Make Your Parents Understand You

Parents think they know what the kids of today are going through. Kids of the 21st century will be going through a lot more pressure, stress and aggression than back when your parents were kids. Things have changed. Bullying is easier than ever, thanks to technology. Smoking, alcohol, depression, everywhere you turn. The headlines, yet again, "Teenager murdered!" The streets aren't safe. Unfortunately, parents aren't that smart. Today is a lot harder then 20 to 30 years ago. Pressure and stress is why teenagers wish they weren't around. Teenagers can't handle all the stress that is put toward them today(s).

Steps

  1. Ask your parents how their day went every day when they come in the house after work. Make sure they know that you care.
  2. Make sure your parents know that if you are locked in your room, it usually means you're tired, had a rough day, or just chilling. It's difficult being a teen. Studying at school all day and the constant pressure of peers always competing to be the best is exhausting. Everyone needs 'me' time.
  3. Allow parents to see you're a mature teen. Contribute to household chores and offer to take care of siblings. Parents need a break as well.
  4. Talk to your parents if they're interested. Give them something to keep them happy. Let them know what school's like for you, name a few friends and if you're interested in someone, let them know. Parents are happy knowing that you're happy, so acknowledge them in a small way. By doing this, parents will know that when you don't want to talk, it's fine. The parent should understand that you just simply want to be left with some privacy.
  5. If there is a problem in your life, promise to talk to your parents in your own time, but do talk to them if you can.
  6. Sometimes both parents work and in some cases parents have more than one job. It's not fair and they were once kids as well. Let them know you will help them where you can. For your parents to understand you, you have to talk. No one is born with a set of instructions, so open up.
  7. If you're being bullied, talk to someone. Even if you don't think your parents care, someone somewhere does. You can sort the problem out, and who knows? You might start helping others as well.
  8. Remember that communication goes both ways.

Tips

  • Understand that your parents are just people, and that they can't always be right. Listen to them when they give you advice, but don't forget to think for yourself.
  • Refrain from using melodramatic phrases such as 'I hate you!', 'You'll never understand me', 'I wish I was dead', etc.
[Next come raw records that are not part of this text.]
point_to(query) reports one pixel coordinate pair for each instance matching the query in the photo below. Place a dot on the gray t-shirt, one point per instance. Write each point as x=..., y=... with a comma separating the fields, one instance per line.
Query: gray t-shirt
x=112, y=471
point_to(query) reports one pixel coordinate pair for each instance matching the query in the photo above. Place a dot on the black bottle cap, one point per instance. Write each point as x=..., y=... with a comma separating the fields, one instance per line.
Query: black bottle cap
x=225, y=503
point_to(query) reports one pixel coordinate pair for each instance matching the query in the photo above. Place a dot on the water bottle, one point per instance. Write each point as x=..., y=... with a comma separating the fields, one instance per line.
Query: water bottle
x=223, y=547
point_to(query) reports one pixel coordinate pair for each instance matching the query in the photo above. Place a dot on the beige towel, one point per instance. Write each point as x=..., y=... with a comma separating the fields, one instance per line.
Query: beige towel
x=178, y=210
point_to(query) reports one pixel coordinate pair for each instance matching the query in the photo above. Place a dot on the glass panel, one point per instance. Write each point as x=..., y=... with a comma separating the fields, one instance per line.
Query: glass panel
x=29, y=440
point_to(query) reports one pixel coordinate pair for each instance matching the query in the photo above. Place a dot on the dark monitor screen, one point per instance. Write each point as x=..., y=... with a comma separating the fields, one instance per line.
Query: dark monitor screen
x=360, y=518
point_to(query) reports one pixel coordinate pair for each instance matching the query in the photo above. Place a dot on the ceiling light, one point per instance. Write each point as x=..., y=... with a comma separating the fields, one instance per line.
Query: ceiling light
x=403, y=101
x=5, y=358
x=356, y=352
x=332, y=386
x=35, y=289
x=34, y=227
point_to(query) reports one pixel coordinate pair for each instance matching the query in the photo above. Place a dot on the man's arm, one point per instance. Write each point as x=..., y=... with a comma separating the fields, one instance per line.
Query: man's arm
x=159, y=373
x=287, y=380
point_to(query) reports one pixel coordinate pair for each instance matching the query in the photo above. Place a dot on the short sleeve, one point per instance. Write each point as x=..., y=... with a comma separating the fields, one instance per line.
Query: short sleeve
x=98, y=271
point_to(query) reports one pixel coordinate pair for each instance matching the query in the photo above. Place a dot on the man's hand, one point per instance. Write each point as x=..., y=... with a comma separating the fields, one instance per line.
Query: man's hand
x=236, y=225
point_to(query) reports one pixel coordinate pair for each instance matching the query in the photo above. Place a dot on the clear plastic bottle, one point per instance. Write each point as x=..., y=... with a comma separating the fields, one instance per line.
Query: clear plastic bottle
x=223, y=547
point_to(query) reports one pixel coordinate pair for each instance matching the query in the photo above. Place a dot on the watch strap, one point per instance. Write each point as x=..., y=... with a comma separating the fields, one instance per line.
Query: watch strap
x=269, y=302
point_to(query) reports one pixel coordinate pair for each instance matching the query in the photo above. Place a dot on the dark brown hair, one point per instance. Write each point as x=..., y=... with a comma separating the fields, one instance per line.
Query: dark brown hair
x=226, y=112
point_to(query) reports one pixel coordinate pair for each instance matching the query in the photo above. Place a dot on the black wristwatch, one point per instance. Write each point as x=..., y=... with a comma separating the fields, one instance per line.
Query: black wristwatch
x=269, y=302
Doing this will just make you look really childish and ignorant, and you'll probably feel ashamed for saying such things later.
  • Don't scream at your parents, and if you do, apologize afterwards. Try to see things from their point of view, too. They're probably doing the best they can, and they want you to be happy, so cut them some slack.
  • Instead of locking yourself in your room when you're upset, try talking to your mom or dad about what happened to make you feel this way. If it is something they did, they can apologize or explain their decision. If it is something that has nothing to do with them, they can comfort you, and offer you some perspective.
  • When you were growing up, your parents probably had an idea of what kind of person you were going to be. If you don't end up becoming that person, your parents will need to adjust to that. Know that this can take time.
  • Your parents will say "I know what it's like; I was a kid once " but things might have been different back then, and they might not have had the same problems as you're having. Hang in there and understand that they think they know how you feel and why (even if they didn't have the exact same experience).

Warnings

  • Locking themselves in bed rooms does not always mean children are getting depressed. Or playing on their iPod, or just chilling out after a hard day at school. Sometimes you (or someone else) just wants to hang out alone in their bedroom for fun because they are bored or something, or just chilling after a normal day of school. They just want some privacy, but it doesn't mean they have a problem.
  • Don't get upset or yell at them, as that will just make everything worse.
  • Staying out all night is not healthy for a child and you need to help your child understand dangers.
  • Try to be interested in what they are interested in.
  • Look out for signs of bullying. Is your child defensive? Is s/he putting her/himself down? Is there a sudden character change (for the worse, ie quieter, sadder, less communicative)? If you have always been close to your child and you now aren't, try to bring back your relationship and arrange to do fun things together, like order a pizza and a great movie you all enjoy. If you suspect your child is being bullied, make sure you try to give your child opportunities to talk to you and open up. Drop in conversations about what happened to you when you were bullied and how you overcame the problem. Subtly mention bullies are usually cowards and are probably being bullied in their own lives somewhere. Let them then feel brave enough to tell you.